明明說了讓女郎那么傷心的話,他怎么還笑得出
慶峰眼疾手快將人扯到一旁,瞪著小觀問“你家女郎,哭過沒有,為我家大人,咳,有沒有和你們提過他。是恨還是怨”
還不快說,師叔笑得越歡可不代表心情越好。
小觀呆了下,是恨是怨,這兩者又有何區別。
可是這屋子里的人,都盯著她,等一個回應,小觀哭著道“沒有,女郎人好好的。
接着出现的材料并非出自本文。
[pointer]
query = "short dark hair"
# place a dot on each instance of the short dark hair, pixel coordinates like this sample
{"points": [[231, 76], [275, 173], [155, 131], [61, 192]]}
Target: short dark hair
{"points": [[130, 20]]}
”
好到,是叫她和阿母都詫異的程度。
原以為女郎很是難過,可是除了那天胃口不佳,吃得少了些,后來就和平時一樣了。
就是比往常,在房里一個人待的時間門久了些。
小觀湊過去瞧的時候,寶嫣都是在寫家書,發現她以后,就不讓她看了,會打發她先去忙別的。
“大,大人,該說的奴婢已說完了,可能放奴婢走”
小觀“再不回去,女郎身邊無人伺候,她也會擔心的。”
座椅上的高大郎君瞳色晦暗,一片深黑,直接越過她對下屬吩咐“帶她下去,等蘇氏女來了,再放她走。”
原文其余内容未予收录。